The parabola of the suitcase as it flew
from the Watergate balcony mimicked
my inner life the year the low voice
on the phone said, FBI, do you know
a Bob Grant? My mother, a Republican
County Supervisor, was at church.
It was a complex era. Did we laugh
too easily? Was I to tell the agent
that Bob was a friend who’d palmed
a credit card for a wild D.C. ride
as Sam Irvin and the good guys were
moving in for the kill? Bob, whose jet south
would pass D.C.-bound Air Force One
that midnight, November 18th, 1973,
just after Nixon claimed he was no crook.
Bob had invited me for the gig, but
I knew better―and I didn’t know better
often. Bob seduced Ralph and Jessie,
both staying the month in Jersey with me
and my publicity-conscious mother,
the same Ralph and Jessie who were on
the verge of dissolution, ever since
I’d been falling for Jessie and she for me,
though of course Ralph was my best friend,
and Jessie and I hated ourselves, hippie
clichés sloughing into a closet or basement.

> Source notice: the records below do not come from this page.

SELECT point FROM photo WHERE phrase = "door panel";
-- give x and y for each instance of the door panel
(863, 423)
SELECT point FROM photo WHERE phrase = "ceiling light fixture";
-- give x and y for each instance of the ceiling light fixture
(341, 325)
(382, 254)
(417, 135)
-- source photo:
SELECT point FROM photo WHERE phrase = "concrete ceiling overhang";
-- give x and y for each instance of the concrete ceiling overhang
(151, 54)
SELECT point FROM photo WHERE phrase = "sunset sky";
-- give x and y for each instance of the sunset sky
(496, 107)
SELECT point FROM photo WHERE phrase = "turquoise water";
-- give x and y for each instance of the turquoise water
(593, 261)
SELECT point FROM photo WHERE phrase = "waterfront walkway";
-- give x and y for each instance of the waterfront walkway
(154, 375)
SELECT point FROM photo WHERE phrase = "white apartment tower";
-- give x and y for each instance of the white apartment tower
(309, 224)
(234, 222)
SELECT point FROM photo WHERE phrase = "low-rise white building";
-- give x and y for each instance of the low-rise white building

Even now I try to laugh it off. I told
Agent Kaplaw I’d never heard of Bob
Grant. Boozy Bob, with whom I’d smoked
weed for six years in college while his muddy
Utah speakers alternately shook from
Zeppelin sex riffs and Streisand show tunes,
who we later discovered longed himself
to sleep with Ralph, that Bob had only
minutes earlier answered the suite phone,
hung up, looked at Ralph and Jessie with
the gravity of a guy on bad acid, all
of them wordlessly putting into effect
Escape Plan A, Ralph heading to the car
while Jessie and Bob packed the one suitcase
with the contraband of a good D.C. shopping
blitz, compliments of a Mr. Robert Kitchen,
address at this point unknown, owner
of a missing gold MasterCard. I hung up.
My mother pulled in the drive. The phone
didn’t ring. It continued not to ring.
As Ralph pulled to the curb and Bob and
Jessie descended down the elevator,
exited, then stuffed the goods back
in the split suitcase and jumped into
the Cutlass, also rented courtesy of
Mr. Kitchen, and headed for Dulles,
my mother and I chatted about Mass
and Father Mulroney’s somnambulant
sermon, though she didn’t care to knock
the priest because she still harbored
hope that my rejection of the family faith
was a temporary moral seizure and didn’t
want to sour the wine while I lapsed.
She went upstairs for her afternoon nap.
The phone rang. Agent Kaplaw assured me
he would slap a warrant on my ass
for aiding and abetting and haul me down
to D.C. if I didn’t talk. I gave up Bob,
then hung up. Do we laugh too easily?
My mother’s hero the President
was a traitor—nothing else
she could call it. He’d lost her faith.
And how could she win
her election next year? Car doors slammed
in front of the house. I met Ralph and Jessie
outside. One look at me and they knew
trouble had trailed them. We called Bob
at home in Gainesville. He would
turn himself in, as he’d promised. We
told my mother that rich Bob wasn’t
so rich as he’d made out, that he’d urged
Ralph and Jessie to DC for a weekend
on him, that the weekend was stolen,
that the FBI had traced the billed calls
to her house. So practiced, we lied
to soften the story, but
she had a Republican fit anyway.
Soon enough Ralph left for California,
Jessie and I took a house, taught GED
in Jersey, Bob called the president
of Mastercard and worked off
the three grand. No jail time. It’s still
a complex era, how the comic
can shroud regret. Jessie and I hit the road
for California, then broke up six years later
when she became a Rolfer,
a Gestalt therapist, went in for enema
and past lives therapies⎯
separately, I think. Bob is gay in Florida,
Ralph slept with another friend’s lover,
and now he’s married to her.
I’m married, too, happy and faithful
for two decades. In the adrenaline rush
of time, Ralph and I have remained
best of friends. We try to navigate
all the old stories. When
our families vacation together, suitcases
bloat, rarely fly.
I sometimes think of Nixon, how he failed us all.